In order to challenge a competition as complex as Robosub we needed to start from the very beginning.
We learned the basics of underwater robotics with the use of Seaperches. When we first started, the majority of the team had no experience with robotics, let alone underwater robotics. This is why the first couple of weeks were filled with pvc pipes, electrical tape, wax, pool noodles, and 12 volt batteries as we were building Seaperches (beginner ROV's made of PVC pipe). After building these, we then analyzed exactly how they worked, from the electronics to the buoyancy.
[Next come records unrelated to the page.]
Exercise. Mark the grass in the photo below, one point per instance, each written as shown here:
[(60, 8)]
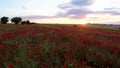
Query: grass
[(59, 46)]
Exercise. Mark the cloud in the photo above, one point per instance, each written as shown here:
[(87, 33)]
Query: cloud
[(82, 2)]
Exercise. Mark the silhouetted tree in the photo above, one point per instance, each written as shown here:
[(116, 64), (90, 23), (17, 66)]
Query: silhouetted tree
[(4, 20), (16, 20)]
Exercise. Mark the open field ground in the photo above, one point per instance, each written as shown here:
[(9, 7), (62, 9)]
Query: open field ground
[(59, 46)]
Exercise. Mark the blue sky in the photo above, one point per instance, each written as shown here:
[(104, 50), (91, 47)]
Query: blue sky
[(63, 11)]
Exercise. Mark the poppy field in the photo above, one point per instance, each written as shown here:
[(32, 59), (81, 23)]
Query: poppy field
[(58, 46)]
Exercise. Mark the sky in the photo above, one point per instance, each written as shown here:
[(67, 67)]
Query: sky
[(63, 11)]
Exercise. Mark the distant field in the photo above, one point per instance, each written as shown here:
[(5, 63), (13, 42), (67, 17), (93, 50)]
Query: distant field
[(59, 46)]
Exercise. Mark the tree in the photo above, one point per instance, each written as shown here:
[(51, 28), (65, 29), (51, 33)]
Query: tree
[(4, 20), (16, 20)]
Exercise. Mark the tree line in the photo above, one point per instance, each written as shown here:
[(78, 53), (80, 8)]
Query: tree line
[(15, 20)]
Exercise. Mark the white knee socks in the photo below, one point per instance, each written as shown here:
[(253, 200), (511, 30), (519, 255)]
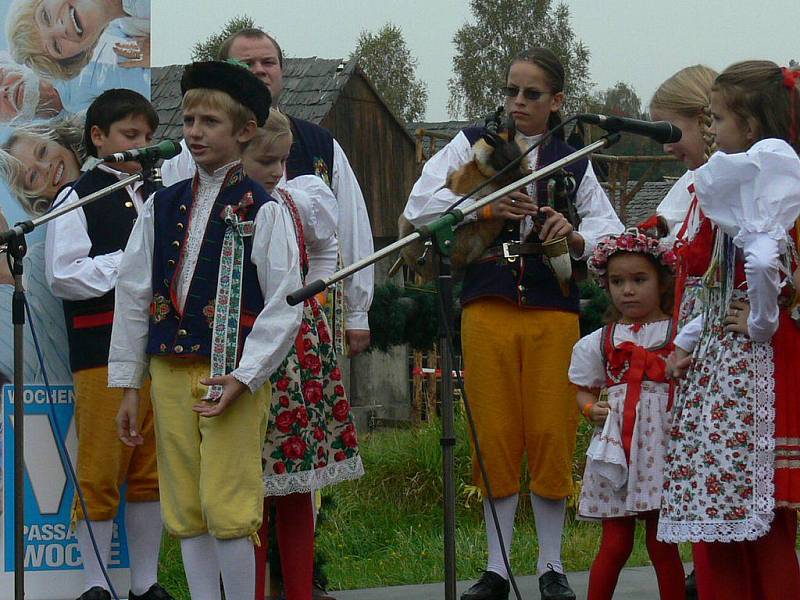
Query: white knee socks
[(143, 528), (238, 561), (92, 571), (506, 510), (549, 517)]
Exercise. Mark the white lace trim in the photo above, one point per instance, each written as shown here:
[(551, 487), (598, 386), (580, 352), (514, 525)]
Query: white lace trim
[(758, 523), (308, 481)]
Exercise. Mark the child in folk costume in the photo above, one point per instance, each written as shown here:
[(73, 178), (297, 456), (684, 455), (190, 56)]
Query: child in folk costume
[(625, 359), (201, 303), (685, 100), (82, 256), (730, 480), (311, 440)]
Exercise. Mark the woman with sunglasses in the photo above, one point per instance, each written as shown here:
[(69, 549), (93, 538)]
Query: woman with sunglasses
[(518, 327)]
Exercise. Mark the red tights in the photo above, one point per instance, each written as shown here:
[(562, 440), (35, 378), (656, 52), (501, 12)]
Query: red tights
[(762, 569), (295, 521), (615, 548)]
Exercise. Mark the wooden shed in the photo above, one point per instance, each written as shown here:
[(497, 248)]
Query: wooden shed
[(335, 94)]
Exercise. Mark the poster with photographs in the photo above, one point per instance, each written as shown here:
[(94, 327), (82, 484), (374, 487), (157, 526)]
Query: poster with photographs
[(56, 56)]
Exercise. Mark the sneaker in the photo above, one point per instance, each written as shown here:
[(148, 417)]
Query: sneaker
[(554, 586), (318, 592), (155, 592), (95, 593), (490, 586)]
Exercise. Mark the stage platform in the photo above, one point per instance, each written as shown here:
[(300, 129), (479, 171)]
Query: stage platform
[(637, 583)]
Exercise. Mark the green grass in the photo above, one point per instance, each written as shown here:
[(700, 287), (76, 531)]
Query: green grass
[(386, 528)]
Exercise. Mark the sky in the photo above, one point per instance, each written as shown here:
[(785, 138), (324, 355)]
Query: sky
[(640, 42)]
After the team had a basic introduction to underwater robotics, we then moved onto the next step of engineering, which is microcontrollers and 3d modeling. Through lessons, eventually the team had a basic understanding of the microcontroller Arduino and its software. We also had a couple of quick lessons on 3d modeling (Tinkercad) which would prove useful in the future.
Once we had all our fundamentals down, we began the process of building the BlueROV2 which is an "affordable high-performance underwater ROV." Though, this underwater robot can not only be used as an ROV, but an AUV, which is why it was used for Robosub.
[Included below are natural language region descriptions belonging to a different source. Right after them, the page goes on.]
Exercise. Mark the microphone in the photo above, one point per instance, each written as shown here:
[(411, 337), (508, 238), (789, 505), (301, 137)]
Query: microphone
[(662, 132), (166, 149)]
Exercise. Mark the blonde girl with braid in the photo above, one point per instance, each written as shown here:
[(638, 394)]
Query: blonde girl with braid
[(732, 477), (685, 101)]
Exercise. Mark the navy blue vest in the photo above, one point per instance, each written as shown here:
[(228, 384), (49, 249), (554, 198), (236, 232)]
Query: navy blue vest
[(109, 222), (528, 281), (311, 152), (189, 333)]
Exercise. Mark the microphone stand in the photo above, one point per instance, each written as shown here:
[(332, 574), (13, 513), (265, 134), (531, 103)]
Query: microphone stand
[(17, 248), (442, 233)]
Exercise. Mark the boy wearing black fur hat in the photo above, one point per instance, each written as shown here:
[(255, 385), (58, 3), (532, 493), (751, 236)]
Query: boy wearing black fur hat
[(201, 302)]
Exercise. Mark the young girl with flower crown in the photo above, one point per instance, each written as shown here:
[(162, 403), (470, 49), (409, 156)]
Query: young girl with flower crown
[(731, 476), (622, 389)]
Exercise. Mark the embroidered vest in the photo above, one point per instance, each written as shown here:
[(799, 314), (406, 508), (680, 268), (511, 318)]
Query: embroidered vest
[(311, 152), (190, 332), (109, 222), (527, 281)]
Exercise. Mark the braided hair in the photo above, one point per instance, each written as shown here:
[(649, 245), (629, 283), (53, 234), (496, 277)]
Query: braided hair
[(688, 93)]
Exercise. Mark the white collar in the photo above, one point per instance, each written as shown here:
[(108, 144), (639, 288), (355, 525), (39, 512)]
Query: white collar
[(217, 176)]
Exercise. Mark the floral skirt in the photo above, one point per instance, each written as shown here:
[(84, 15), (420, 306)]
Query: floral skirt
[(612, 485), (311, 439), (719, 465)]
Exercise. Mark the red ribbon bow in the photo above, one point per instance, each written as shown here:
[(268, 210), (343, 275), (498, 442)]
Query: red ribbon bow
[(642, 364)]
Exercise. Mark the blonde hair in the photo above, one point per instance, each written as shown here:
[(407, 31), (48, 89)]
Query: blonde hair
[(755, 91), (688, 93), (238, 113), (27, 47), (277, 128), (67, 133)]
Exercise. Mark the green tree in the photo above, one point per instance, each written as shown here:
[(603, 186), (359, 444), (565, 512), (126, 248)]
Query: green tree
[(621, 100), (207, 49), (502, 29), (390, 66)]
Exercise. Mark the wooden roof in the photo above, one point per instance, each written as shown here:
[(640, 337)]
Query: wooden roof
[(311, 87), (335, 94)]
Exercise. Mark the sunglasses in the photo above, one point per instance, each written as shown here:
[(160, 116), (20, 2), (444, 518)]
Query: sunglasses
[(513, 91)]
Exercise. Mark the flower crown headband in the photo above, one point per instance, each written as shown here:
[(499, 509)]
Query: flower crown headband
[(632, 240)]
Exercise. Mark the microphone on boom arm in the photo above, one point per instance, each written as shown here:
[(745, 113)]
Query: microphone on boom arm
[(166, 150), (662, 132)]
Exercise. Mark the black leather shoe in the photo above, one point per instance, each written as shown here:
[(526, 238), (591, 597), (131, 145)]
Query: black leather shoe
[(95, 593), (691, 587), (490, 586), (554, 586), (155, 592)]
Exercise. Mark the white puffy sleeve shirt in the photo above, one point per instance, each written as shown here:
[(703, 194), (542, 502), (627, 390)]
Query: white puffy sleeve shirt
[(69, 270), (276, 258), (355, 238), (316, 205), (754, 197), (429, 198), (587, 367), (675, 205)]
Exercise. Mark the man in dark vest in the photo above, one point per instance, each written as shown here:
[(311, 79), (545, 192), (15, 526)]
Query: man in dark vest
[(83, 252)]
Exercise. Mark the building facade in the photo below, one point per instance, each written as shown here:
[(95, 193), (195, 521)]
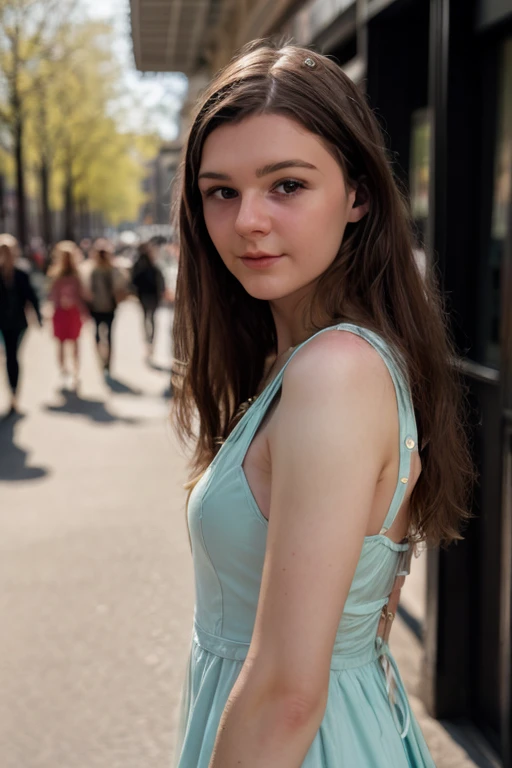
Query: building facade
[(439, 75)]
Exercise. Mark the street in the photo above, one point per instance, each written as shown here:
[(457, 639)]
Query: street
[(97, 594)]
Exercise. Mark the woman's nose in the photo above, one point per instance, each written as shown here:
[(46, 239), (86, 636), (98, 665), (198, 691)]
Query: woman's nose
[(252, 216)]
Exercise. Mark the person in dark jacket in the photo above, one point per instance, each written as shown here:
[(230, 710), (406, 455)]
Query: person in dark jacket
[(149, 284), (15, 293)]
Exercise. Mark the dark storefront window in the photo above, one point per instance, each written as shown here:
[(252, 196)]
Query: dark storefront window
[(501, 193)]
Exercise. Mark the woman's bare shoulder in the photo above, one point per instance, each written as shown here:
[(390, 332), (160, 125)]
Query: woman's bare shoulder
[(333, 362)]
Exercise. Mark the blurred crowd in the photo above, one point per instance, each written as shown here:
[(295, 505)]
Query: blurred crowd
[(80, 283)]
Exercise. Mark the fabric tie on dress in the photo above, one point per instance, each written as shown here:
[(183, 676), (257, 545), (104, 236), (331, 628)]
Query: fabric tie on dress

The first steps began with wiring the connections for the electronics. This helped us learn the basics of high-powered electronics with terminal blocks. We also learned how to use powerful lipo-batteries. Before using our lipo batteries in any way, we first had a safety presentation in order to ensure standard protocol and safety.
The next step after wiring was assembling the frame. Following the guides on the internet, we used threadlocker to secure the screws.
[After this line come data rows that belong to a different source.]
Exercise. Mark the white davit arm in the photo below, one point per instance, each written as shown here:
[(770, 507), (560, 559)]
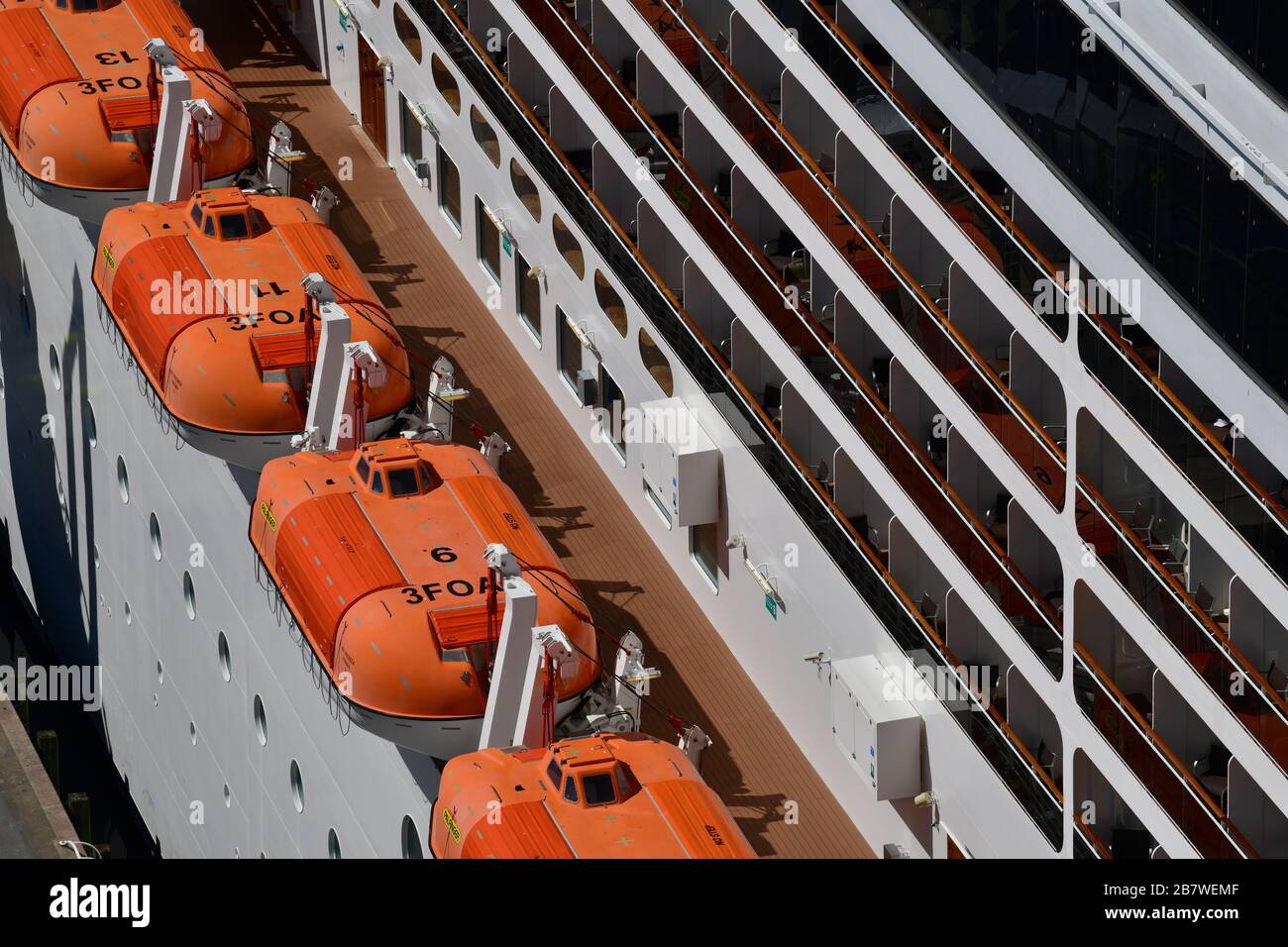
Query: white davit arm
[(330, 398), (171, 167)]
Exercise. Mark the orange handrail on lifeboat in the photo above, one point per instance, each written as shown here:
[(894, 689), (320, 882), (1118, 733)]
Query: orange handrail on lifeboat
[(378, 556), (603, 795), (75, 106), (206, 294)]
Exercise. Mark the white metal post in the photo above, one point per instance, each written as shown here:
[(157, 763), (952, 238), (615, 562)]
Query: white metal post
[(511, 678)]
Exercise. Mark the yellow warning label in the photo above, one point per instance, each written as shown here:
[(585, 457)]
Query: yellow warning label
[(451, 826)]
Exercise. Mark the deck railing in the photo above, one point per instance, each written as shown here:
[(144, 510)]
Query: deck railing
[(1017, 767)]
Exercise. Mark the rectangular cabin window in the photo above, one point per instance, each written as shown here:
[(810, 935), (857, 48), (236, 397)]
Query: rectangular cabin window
[(568, 350), (233, 227), (704, 549), (412, 134), (402, 482), (489, 241), (612, 405), (529, 296), (597, 789), (449, 188)]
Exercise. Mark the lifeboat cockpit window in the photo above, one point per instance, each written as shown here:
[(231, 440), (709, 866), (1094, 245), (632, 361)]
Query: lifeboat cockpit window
[(597, 789), (402, 482), (233, 227)]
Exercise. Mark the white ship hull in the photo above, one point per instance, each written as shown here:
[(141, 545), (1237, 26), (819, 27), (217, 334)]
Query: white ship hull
[(185, 740)]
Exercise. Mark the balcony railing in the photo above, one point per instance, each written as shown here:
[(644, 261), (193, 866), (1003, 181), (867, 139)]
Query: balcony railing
[(1026, 611), (906, 300), (1163, 776), (1253, 510), (1128, 379), (1016, 766), (975, 208), (1196, 634)]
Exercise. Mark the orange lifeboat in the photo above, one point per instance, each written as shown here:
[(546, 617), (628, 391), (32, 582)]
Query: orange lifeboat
[(77, 111), (206, 295), (378, 557), (603, 795)]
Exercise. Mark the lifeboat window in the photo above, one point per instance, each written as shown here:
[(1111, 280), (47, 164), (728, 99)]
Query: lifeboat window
[(599, 789), (233, 227), (402, 482)]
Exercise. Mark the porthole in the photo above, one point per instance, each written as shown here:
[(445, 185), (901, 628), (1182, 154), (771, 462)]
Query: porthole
[(610, 303), (261, 720), (568, 247), (526, 189), (407, 33), (485, 137), (155, 532), (189, 595), (296, 787), (226, 659), (656, 364), (411, 839), (446, 82)]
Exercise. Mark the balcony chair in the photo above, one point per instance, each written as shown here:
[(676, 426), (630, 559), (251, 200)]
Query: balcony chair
[(928, 609), (1129, 843), (1179, 558), (1048, 761), (1278, 680), (1214, 772)]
After all this, we combined the electronics with the frame and tested the robots electronics outside of water first.
Finally, before the robot entered the water, we made sure the robot was water tight by pressure testing, regreasing the O-rings, re-tightening the penetrators, and by re-tightening the screws. Nervously, we looked inside the acrylic housing for any leaks as we slowly lowered the robot into the water inch by inch until finally the robot was fully submerged in the water with no leaks!
Modifications And Programing
Part of the requirements of Robosub is to have a kill switch on the robot which "must disconnect the batteries from all propulsion components and devices on the AUV." As almost all our ideas start with a simple explanation or drawing, we sketched out a rough design. Our kill switch works by using a magnetic limit switch which is connected to an antispark switch. Therefore, if a magnet was moved into the specific range of the sensor, our battery would be disconnected. In order to test the magnetic limit switch, the most convenient and easiest way was to use a breadboard with an LED. This would help with the wiring portion.
Using our newly learned skills of 3d modeling, we took the dimensions of the electronics enclosure and used Tinkercad to 3d model a kill switch that would push a magnet into the magnetic limit switch which would disconnect the battery. We 3d printed the parts for the kill switch at our local library.
After working with QGroundControl using our robot as a ROV, we started to make the transition into autonomy. The programming sub team has been learning openCV, which is a heavily used library for programming which specializes in computer vision. Currently we are working on connecting openCV programs with our robot which will be used in competition.